Martedi 11 febbraio 2020 , NDJEBE Fanny, una nostra alunna di quarta elementare , é stata investita e uccisa sulla strada di ritorno a casa, verso le ore 14,30.
Insieme ad altri due fratelli e una sorella, ogni giorno percorreva una distanza di oltre dieci chilometri per venire a scuola. Il fratellino più piccolo, di prima elementare che trotterellava accanto a lei, era stato preso, qualche chilometro prima, da un ciclista compassionevole e depositato a casa, a Bouar. Fanny era sola; nella pausa delle ore 12, aveva mangiato qualcosa in compagnia del papà, infermiere nel nostro ospedale, e degli altri tre fratelli, due dei quali restano a scuola fino alle ore 15. Papà le aveva dato 2000 franchi per acquistare il necessario per preparare da mangiare per tutti, la sera; essendo Fanny responsabile, matura più della sua età, era in grado di farlo, sostituiva in certo qual modo la mamma, spesso ammalata e in riposo presso i famigliari.

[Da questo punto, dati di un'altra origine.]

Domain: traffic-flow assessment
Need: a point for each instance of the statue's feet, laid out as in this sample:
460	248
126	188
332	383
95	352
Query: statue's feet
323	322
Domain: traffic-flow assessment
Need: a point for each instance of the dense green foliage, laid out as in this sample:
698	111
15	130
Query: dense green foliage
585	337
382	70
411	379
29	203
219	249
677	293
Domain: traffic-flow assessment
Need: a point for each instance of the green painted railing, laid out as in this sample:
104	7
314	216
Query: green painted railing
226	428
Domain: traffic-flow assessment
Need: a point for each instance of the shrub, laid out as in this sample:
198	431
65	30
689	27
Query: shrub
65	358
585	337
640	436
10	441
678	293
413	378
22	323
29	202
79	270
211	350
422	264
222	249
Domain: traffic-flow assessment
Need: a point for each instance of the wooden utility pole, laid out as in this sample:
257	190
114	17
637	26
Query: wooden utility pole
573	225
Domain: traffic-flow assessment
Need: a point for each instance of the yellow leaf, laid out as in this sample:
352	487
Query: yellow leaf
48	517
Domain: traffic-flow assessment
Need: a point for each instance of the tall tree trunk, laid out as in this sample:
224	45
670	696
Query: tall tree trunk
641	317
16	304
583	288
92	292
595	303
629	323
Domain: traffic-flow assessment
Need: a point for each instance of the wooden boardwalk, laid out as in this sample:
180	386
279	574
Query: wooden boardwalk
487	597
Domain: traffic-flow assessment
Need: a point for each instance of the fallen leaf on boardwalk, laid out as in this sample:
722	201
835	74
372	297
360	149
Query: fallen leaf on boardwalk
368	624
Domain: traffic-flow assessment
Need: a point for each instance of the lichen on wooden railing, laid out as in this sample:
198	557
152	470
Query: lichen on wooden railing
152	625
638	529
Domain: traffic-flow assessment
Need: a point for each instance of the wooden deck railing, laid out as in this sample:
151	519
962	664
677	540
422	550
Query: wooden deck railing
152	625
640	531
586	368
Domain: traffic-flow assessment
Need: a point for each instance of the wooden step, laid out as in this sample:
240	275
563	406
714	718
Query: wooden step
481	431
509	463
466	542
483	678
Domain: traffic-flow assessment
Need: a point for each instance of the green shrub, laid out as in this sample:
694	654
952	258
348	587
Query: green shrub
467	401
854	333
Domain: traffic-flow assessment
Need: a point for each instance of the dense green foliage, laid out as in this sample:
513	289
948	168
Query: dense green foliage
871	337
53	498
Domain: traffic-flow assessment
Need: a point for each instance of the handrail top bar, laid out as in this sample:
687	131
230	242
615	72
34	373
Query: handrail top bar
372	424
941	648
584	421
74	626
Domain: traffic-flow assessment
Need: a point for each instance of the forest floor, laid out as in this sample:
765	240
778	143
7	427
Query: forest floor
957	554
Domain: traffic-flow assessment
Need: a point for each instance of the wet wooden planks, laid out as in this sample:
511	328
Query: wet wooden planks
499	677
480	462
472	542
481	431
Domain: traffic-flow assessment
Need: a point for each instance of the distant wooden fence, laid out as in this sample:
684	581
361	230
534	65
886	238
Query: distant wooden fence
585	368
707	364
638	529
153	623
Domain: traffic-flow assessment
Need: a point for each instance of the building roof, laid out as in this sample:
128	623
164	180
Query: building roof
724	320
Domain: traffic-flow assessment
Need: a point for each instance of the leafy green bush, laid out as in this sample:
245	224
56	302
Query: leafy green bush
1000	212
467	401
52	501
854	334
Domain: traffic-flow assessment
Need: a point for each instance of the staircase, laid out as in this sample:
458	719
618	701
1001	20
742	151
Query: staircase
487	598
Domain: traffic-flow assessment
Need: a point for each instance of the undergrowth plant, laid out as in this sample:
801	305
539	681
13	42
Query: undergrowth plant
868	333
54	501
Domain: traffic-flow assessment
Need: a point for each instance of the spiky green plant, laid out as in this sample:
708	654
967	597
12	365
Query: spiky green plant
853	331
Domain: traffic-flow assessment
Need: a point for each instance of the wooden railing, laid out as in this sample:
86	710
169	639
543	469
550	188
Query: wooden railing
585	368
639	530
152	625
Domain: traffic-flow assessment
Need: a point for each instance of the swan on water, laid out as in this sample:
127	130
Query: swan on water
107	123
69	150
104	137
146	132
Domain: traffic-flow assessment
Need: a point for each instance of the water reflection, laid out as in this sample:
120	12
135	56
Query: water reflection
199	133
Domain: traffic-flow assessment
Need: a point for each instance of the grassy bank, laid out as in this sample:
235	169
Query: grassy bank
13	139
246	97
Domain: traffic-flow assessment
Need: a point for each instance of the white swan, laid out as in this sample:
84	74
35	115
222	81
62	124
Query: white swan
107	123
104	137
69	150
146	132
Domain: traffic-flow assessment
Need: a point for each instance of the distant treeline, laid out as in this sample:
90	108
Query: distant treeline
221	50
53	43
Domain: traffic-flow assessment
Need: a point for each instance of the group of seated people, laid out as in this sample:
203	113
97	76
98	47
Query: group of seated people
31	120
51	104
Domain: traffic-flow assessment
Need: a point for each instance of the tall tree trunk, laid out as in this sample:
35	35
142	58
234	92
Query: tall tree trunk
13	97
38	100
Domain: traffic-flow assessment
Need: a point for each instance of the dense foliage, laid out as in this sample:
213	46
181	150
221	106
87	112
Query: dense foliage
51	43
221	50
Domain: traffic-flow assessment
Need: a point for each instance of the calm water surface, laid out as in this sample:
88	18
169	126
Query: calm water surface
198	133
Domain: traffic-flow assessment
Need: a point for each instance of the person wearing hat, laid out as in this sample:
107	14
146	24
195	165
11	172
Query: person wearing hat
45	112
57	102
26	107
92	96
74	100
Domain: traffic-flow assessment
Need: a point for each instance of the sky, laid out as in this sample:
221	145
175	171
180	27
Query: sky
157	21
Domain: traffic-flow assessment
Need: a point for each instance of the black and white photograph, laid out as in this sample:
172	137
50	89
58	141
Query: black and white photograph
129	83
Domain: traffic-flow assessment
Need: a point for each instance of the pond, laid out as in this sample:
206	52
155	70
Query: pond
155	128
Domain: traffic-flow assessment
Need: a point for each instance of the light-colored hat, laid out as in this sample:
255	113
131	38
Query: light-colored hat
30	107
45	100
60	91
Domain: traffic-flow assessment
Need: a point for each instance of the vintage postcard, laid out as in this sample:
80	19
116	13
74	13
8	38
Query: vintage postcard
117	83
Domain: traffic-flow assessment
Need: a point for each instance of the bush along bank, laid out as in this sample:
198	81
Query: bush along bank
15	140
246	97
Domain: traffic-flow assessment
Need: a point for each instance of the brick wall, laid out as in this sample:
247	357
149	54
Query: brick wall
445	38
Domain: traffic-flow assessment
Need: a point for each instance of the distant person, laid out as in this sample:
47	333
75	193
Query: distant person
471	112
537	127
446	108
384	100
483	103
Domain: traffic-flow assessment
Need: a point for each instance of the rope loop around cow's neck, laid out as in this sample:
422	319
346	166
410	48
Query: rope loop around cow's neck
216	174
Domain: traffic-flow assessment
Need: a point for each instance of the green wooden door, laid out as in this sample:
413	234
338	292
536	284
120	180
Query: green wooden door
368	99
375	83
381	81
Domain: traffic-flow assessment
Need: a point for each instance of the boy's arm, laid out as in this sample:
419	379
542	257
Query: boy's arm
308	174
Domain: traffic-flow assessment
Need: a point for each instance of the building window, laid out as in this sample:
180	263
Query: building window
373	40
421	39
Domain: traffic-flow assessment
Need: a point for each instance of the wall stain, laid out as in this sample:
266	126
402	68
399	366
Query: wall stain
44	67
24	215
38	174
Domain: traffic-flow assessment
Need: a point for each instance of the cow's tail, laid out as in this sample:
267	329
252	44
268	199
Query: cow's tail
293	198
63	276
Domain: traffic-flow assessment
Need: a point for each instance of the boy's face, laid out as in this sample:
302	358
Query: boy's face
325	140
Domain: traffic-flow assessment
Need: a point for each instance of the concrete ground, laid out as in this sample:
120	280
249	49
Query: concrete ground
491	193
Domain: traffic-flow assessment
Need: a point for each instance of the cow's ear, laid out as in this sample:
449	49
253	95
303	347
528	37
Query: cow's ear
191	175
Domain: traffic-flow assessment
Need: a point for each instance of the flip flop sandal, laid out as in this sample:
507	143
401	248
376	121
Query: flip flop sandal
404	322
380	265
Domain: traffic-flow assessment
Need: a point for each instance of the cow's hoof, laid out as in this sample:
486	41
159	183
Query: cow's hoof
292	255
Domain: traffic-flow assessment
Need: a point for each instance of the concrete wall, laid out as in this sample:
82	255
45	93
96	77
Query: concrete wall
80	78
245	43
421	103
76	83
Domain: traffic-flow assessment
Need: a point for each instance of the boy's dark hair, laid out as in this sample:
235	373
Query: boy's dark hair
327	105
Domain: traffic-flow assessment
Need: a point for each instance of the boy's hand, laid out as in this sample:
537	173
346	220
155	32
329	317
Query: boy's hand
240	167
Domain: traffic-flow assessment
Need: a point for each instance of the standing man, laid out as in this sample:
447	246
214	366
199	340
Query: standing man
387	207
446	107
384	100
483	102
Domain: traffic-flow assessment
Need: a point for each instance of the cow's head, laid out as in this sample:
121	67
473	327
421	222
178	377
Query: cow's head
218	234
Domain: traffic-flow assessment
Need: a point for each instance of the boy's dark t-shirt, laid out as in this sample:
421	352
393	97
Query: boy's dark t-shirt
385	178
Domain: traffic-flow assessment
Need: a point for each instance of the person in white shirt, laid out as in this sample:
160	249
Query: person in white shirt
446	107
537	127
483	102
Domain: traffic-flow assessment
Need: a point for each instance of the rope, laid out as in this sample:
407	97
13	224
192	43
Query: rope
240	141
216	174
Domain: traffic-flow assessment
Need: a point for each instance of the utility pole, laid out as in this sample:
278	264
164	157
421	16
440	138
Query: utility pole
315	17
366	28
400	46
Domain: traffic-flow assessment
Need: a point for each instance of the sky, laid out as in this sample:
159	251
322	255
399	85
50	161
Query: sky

Lungo la strada, dove il corpo di Fanny é stato ritrovato esanime, ancora si può vedere la borsa di plastica contenente della manioca sparsa a terra. E’ stato uno dei nostri insegnanti, rientrato un’ora dopo rispetto agli altri, a ritrovarla morta, abbandonata sul ciglio della strada. La sua attenzione era stata attirata dai colori vivaci della divisa della scuola che Fanny indossava. Sconvolto, ha dapprima avvertito la polizia ed é poi accorso da noi per avvertirci. Suor Giulia si é subito recata sul posto accompagnata dal papà e da un altro infermiere. Non ha potuto che constatare il decesso della giovane vittima. Il trovarla adagiata cosi, quasi dormiente, sul bordo della strada suscita due ipotesi: la prima che Fanny, colpita a morte abbia avuto l’istinto di stendersi a lato della strada, seconda ipotesi, che il corpo sia stato rimosso dal centro della strada, dove per altro vi erano tracce di sangue, e poi adagiato da parte. La vettura rossa che l’ha colpita mortalmente era guidata da un certo Ndale, un uomo senza scrupoli, capo delle forze ribelli della zona, che conduceva in stato di ubriachezza e senza patente. E’ risaputo, d’altro canto, che quando compare la sua vettura sulla strada, é prudente mettersi al riparo. Ci chiediamo se mai giustizia sarà fatta di questa morte che ha stroncato la vita di questa bambina innocente. Qui la giustizia é frenata e messa a tacere dalla paura del più forte.
Il giorno dopo, tutta la scuola era in lutto. Mi sono dunque recata insieme ad alcune ragazze conoscenti della famiglia, a casa di Fanny. La scena era straziante: adagiata sul letto in camera sua, aveva intorno la mamma e i fratelli, le zie, i parenti in lacrime e tra grida strazianti, come si usa qui. Il papà sedeva fuori, impietrito dal dolore.
Ho atteso un po’, poi ho invitato alla preghiera e successivamente cercato di far capire la nostra condivisione del loro grande dolore invitando a credere che Fanny continua a vivere nella luce di Dio, Padre che ci ha creato e che tutti richiama a Sé per una vita senza fine, nella sua luce.
Fuori, nel grande cortile, moltissima gente era venuta a testimoniare della propria solidarietà, sostando lì, in silenzio, nella preghiera. Anch’io sono rimasta in mezzo a loro, tenendomi accanto le due sorelline di Fanny che hanno, infine, smesso di singhiozzare.
Verso le 11 del mattino, tutti i bambini, suoi compagni, oltre 300, dopo aver percorso a piedi i 10 chilometri che separano Bouar dalla nostra scuola, sono arrivati in silenzio, accompagnati dagli insegnanti. Tutti i commenti sono cessati: in grande ordine, in fila per due, silenziosi, i nostri scolaretti, in divisa hanno sfilato davanti casa e si sono poi seduti qua e là intorno alla fossa già scavata in un angolo del cortile. E’ stato davvero commovente. Due ore dopo, la bara é stata calata in quella fossa. Come suo ultimo vestito, Fanny portava la divisa della sua scuola. Morta sulla strada tante volte percorsa per venire in classe, Fanny ha pagato con la vita la sua voglia di imparare.